Right Service, Right Place, Right Time: Part II

Right Service, Right Place, Right Time Part II

As we discussed last month, almost all caregivers will reach a point when they need help providing care.  We indicated that we should assess the needs and plan ahead for the Right Time to add services.  Now, we should look at the Right Service and the Right Place.

When the time comes to seek help with caregiving responsibilities, caregivers may be overwhelmed by the vast array of options available.  Where do you start?  It is helpful to divide services into in-home/community-based and residential/housing options.  Then, we can look at the alternatives as a continuum from minimal assistance to total assistance and from intermittent to continuous help.
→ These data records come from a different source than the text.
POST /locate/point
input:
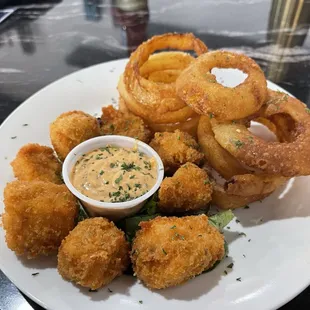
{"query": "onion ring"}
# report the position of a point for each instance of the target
(200, 90)
(166, 61)
(160, 115)
(226, 201)
(189, 126)
(164, 76)
(288, 158)
(220, 159)
(156, 102)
If someone needs minimal assistance with one or a few tasks, it is fairly easy and convenient to bring that service to the home. In-Home or Community-based services may be an option.  There are numerous individuals and agencies that will provide chore services, like housekeeping, yardwork, transportation, bill-paying, grocery shopping, prepared meals and so on. If you need assistance with personal care, like bathing, grooming, and dressing, there are individuals and non-medical agencies who will assist with these services as well. And if the need includes nursing or medical care, licensed home health agencies can provide skilled nursing and therapy services.

If the services become more intense, requiring specialized equipment, maybe the house can be modified for greater accessibility—grab bars, shower chairs, special tubs, lifts, ramps, wider doors, and so on.  Several companies in our area are available to consult with homeowners about the possibility of renovating the house.  If home modifications are not feasible, or if more than one person is required to perform a task, adult day care may be the perfect option.  The individual can remain living in their house or apartment, but spend one to five days at a center where staff can provide personal care and medical needs.  

Home and community-based services work well if the needs can be met in predetermined blocks of time.  Home care agencies generally have a minimum visit time during which services must be provided.  After that visit, if additional needs arise, the person is on his/her own.  Adult day care covers most of the day, Monday through Friday, but not evenings, weekends and holidays. Closing the gap with home or community-based services can be costly and impractical.  It may be necessary to consider a change in living arrangements.

Residential Services (Housing options) can provide a complete package of services, including the home maintenance and chore services as well as personal care and nursing services.  Residential alternatives may be preferred for people who have needs that occur throughout the day and night.  These needs might range from medication administration several times a day, to assistance to use the bathroom, to 24-hour supervision, monitoring and response to sudden unexpected requests for help.  Residential care providers are able to provide incremental services as needed throughout the day and night, including weekends and holidays.  In addition, they provide increased opportunity to socialize with friends and neighbors.

Many different terms are used to describe housing options for older adults and people with disabilities.  It is beyond the scope of this article to describe these in detail, but here is a guide to help you distinguish the various housing options.


Types of Housing

Type of License


Senior Apartment

(Also referred to as  Adult Communities, independent living)

No License required

Like any other apartment complex, but tenants must be 55yrs of age or older. No other services available. May have some social activities.

Congregate Housing

(Also referred to as  Retirement Community or independent living)

No License required

Similar to senior apartments, but includes meals and may offer housekeeping, and other non-personal care related services.

Assisted Living

(Also referred to as Apartments with Services, Group Homes)

Residential Care Apartment Complex (RCAC)

Adult Family Home (AFH), Community-Based Residential Facility (CBRF),

Provides all of the services of congregate housing with the addition of personal care and nursing services.  RCAC provides full apartment accommodations.  CBRF generally offers single rooms, but may provide apartments. AFH are group homes for up to four (4) individuals.

Memory Care

(Also referred to as Dementia Care, Alzheimer’s Group Homes)

Adult Family Home (AFH), Community-Based Residential Facility (CBRF)

Provides all services of general assisted living, with special treatment for managing dementia, including a secured environment to prevent unsafe wandering.

Nursing Home

(Also referred to as Health Care Center, Subacute, Post- Acute, Rehabilitation Center)

Skilled Nursing Facility (SNF)

Provides a level of intense rehabilitation and nursing services for people who are recovering from an acute illness or injury. Generally not a longer term residential option, unless care needs are very high.

When it comes time to explore these options, caregivers should consult with someone at the Aging and Disability Resource Center.  Whether you are considering community-based or residential options, the staff at the ADRC are extremely knowledgeable and ready to help.  They can provide specific information and direction on how to proceed.  And, remember: plan ahead—don’t wait until you are overwhelmed or in a crisis.